No documento Anabela Maria de Oliveira Fernandes Vol.I (páginas 30-34)

CAPÍTULO II – ENQUADRAMENTO TEÓRICO DE PARTIDA

2.4 A CONSTRUÇÃO DE SENTIDOS NA PROFISSÃO E IDENTIDADE NO TRABALHO

O trabalho, a actividade profissional a que cada um dedica uma parte considerável do seu tempo, a profissão, é um elemento central na definição do eu individual e social que identifica uma pessoa. (Costa e Silva, 2005).

As várias correntes filosóficas dos últimos 100 anos, associaram o conceito de profissão a questões teóricas diversas, nomeadamente, por parte de diferentes correntes da sociologia, mais concretamente, da sociologia das profissões, e designadas, habitualmente, de teorias funcionalistas (anos 30, 40 e 50), interaccionistas (anos 50 e 60) e, mais recentemente, as teorias neoweberianas e neomarxistas (anos 70).

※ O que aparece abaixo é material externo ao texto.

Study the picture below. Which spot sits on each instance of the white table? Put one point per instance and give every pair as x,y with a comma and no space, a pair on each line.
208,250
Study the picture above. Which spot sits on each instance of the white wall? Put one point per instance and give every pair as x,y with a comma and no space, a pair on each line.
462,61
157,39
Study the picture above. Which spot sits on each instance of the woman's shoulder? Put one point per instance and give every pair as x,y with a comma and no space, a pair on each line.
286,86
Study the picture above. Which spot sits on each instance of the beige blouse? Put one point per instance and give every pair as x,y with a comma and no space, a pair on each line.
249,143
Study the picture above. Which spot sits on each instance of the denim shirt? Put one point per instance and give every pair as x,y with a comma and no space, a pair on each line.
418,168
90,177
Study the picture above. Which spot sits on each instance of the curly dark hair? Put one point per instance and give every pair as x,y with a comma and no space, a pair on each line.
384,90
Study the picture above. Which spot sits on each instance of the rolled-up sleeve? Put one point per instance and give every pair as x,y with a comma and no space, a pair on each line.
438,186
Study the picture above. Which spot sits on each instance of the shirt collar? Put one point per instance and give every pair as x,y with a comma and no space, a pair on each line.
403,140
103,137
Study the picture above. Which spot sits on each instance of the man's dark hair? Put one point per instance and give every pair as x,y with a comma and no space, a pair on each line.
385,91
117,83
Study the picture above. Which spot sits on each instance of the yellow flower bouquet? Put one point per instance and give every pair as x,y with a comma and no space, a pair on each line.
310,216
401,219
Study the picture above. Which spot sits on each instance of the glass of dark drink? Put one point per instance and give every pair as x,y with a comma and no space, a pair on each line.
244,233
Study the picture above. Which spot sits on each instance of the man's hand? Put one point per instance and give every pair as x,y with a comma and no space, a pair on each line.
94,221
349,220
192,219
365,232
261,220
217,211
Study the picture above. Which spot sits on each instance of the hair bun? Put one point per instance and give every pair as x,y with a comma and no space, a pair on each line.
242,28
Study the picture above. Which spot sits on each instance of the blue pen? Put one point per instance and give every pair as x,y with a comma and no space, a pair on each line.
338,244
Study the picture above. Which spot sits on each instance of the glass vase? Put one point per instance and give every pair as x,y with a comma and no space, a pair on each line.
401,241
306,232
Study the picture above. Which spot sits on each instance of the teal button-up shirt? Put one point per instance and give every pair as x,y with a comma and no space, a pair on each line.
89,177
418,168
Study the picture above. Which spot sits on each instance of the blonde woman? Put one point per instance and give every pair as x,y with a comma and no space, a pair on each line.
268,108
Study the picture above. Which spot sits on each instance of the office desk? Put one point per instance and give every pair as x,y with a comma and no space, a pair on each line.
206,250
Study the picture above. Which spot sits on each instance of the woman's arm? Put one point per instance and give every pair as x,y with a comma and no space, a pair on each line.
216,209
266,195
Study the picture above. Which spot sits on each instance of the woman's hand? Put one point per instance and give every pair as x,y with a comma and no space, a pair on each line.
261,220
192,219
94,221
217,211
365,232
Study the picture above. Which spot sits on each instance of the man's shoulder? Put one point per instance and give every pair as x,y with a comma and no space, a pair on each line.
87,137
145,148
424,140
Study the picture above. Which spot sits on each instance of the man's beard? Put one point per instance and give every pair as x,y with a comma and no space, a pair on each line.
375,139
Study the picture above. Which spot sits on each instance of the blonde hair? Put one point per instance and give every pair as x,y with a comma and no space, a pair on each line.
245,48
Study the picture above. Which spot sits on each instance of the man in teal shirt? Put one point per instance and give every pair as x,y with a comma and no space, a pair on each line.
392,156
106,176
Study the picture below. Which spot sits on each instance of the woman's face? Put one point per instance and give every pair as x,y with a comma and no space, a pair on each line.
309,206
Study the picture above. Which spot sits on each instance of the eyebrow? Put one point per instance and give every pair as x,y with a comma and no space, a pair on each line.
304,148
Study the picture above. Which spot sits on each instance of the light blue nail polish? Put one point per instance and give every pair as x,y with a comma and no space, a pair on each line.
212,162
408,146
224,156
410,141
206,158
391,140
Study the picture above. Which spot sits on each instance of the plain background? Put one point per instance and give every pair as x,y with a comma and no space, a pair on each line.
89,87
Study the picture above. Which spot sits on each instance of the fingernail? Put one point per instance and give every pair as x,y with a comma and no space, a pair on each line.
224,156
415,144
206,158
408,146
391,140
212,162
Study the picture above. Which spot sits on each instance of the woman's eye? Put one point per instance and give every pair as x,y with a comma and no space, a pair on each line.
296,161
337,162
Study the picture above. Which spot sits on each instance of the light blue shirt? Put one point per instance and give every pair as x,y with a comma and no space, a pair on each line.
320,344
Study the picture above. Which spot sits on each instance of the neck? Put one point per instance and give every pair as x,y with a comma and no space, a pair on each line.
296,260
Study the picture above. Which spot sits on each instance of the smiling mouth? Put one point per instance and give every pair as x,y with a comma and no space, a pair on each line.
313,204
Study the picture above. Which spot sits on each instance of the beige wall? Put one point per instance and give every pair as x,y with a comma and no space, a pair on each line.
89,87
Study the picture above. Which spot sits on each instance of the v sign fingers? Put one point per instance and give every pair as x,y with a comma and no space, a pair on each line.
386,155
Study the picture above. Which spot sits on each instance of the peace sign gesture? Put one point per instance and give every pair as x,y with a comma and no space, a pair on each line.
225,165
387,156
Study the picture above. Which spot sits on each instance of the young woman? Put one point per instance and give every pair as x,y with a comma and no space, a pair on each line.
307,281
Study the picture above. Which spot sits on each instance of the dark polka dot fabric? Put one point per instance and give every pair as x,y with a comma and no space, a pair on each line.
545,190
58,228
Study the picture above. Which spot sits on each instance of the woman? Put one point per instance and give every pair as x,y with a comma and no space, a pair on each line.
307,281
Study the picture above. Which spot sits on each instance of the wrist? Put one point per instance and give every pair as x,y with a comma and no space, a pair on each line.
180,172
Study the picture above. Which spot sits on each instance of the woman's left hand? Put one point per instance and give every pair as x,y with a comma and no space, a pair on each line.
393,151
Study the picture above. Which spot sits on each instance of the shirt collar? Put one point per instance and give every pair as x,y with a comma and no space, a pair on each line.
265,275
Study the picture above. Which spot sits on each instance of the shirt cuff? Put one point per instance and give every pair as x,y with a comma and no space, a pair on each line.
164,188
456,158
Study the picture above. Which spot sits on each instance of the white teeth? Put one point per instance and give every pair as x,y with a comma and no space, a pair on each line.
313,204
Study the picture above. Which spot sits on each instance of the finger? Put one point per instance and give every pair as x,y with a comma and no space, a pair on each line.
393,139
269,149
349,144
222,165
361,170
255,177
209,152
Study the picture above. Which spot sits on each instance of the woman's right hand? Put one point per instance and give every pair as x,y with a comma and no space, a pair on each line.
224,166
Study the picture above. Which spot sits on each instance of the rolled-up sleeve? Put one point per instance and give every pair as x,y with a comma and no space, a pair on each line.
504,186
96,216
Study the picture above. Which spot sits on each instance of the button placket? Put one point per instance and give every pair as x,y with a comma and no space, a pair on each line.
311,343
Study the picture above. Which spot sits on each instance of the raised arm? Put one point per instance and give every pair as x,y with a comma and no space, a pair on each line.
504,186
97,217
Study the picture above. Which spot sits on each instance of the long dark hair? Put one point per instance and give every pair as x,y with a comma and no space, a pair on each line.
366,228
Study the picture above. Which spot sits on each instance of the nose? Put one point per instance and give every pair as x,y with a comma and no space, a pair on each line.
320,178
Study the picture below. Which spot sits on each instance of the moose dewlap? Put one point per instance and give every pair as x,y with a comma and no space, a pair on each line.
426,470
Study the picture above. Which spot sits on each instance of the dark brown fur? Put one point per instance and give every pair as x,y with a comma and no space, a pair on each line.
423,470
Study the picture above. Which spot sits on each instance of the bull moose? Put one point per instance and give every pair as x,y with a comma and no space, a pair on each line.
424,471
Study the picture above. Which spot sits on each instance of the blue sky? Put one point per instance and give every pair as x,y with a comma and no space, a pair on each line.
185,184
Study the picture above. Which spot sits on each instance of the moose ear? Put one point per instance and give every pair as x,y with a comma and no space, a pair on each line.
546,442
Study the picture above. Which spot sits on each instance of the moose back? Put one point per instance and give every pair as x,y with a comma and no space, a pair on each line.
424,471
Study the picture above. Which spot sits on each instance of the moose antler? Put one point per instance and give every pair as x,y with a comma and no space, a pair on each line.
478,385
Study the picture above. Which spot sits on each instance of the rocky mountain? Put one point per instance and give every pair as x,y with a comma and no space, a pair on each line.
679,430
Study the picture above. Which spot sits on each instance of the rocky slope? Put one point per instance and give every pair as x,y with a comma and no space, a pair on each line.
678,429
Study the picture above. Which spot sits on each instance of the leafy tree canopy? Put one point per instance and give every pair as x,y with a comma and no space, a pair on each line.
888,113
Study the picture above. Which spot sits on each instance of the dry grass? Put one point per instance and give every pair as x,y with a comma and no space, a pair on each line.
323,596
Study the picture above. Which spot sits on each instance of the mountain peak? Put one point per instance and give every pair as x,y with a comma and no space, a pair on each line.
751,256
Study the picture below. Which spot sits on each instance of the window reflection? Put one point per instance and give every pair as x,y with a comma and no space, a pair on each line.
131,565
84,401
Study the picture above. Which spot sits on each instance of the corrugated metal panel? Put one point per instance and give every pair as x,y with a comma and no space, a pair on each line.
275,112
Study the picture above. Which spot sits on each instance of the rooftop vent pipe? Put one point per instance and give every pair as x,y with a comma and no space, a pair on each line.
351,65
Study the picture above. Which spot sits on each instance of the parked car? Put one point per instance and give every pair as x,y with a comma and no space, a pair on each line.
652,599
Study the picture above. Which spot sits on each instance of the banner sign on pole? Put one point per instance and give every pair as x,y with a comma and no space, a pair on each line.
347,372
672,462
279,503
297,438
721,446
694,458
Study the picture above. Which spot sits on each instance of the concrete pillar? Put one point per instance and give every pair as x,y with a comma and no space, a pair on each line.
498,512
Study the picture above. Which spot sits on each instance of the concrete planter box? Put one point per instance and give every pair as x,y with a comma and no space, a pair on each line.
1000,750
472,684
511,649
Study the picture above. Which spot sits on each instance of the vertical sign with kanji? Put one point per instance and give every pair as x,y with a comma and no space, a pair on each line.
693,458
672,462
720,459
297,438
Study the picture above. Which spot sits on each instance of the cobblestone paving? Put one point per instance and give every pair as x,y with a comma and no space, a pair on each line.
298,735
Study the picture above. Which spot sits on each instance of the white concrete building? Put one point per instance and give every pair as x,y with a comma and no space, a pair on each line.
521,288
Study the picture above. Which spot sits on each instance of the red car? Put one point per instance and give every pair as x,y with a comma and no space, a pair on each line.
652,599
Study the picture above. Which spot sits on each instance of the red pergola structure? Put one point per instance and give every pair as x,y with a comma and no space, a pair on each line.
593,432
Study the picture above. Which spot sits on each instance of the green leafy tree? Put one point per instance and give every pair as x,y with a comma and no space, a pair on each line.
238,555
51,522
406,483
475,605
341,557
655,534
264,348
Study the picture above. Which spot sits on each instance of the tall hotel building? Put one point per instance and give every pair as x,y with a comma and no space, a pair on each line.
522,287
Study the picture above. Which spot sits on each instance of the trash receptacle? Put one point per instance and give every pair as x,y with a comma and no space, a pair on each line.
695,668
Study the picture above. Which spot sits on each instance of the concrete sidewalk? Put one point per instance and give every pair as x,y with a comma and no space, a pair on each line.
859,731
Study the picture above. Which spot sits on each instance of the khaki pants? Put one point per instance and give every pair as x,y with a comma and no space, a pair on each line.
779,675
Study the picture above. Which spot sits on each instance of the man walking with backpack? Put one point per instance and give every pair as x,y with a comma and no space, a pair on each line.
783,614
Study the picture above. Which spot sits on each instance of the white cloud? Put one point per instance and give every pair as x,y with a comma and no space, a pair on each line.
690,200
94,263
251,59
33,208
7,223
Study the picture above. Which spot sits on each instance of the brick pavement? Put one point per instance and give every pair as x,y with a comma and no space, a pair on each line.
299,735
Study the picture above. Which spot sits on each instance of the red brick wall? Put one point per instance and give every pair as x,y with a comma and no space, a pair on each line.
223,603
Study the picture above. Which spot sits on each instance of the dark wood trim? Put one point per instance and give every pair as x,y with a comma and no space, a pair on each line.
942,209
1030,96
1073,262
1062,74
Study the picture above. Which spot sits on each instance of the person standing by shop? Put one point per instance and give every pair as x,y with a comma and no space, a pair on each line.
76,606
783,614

Segundo Dubar (1997), pode-se identificar a existência de princípios éticos e deontológicos para a regulação da actividade profissional; de saber científico, garantia da

competência e da especialização de um grupo profissional, constituindo barreira de entrada indiscriminada de indivíduos para essa profissão. (Costa e Silva, 2005).

Os defensores das teorias interaccionistas distinguem-se dos funcionalistas pela valorização das interacções dinâmicas que caracterizam as profissões, considerando a biografia e a interacção como elementos importantes na análise das dinâmicas profissionais (Costa e Silva, 2005, citando Hughes, 1996), as actividades de e no trabalho “como processos subjectivamente significativos e como relações dinâmicas com os outros” (Dubar e Tripier, 1998).

Nesta investigação privilegiamos a pesquisa e a compreensão de como o sujeito se forma na acção, se é ou não sujeito da sua própria formação e se “forma” no contexto do colectivo de trabalho.

2.4.1 Contextos e formação entre pares (ou formar-se na acção)

O contexto de trabalho é determinante para os processos de formação, o adulto forma-se, enquanto sujeito da sua própria formação, em contexto (Oliveira, F., 1997),

“…integrando diferentes vivências experienciais, apropriando-se das influências externas que sobre si são exercidas, reflectindo o seu próprio percurso experiencial” (Canário, 1995)

Ao analisarmos as questões educativas, verificamos que os processos de repetição e transmissão de informações que não privilegiam a experiência prévia dos sujeitos no processo de aprendizagem, questionamento e pesquisa, colocam-se numa relação estreita de proximidade com os processos tayloristas. É necessário então passar de uma “cultura de soluções” típica do modelo de racionalidade inerente à forma escolar, a uma “cultura de problemas”, ou dito de outra forma, privilegiar as perguntas por contraposição às respostas, como propõe Crozier (1995) numa dimensão investigativa.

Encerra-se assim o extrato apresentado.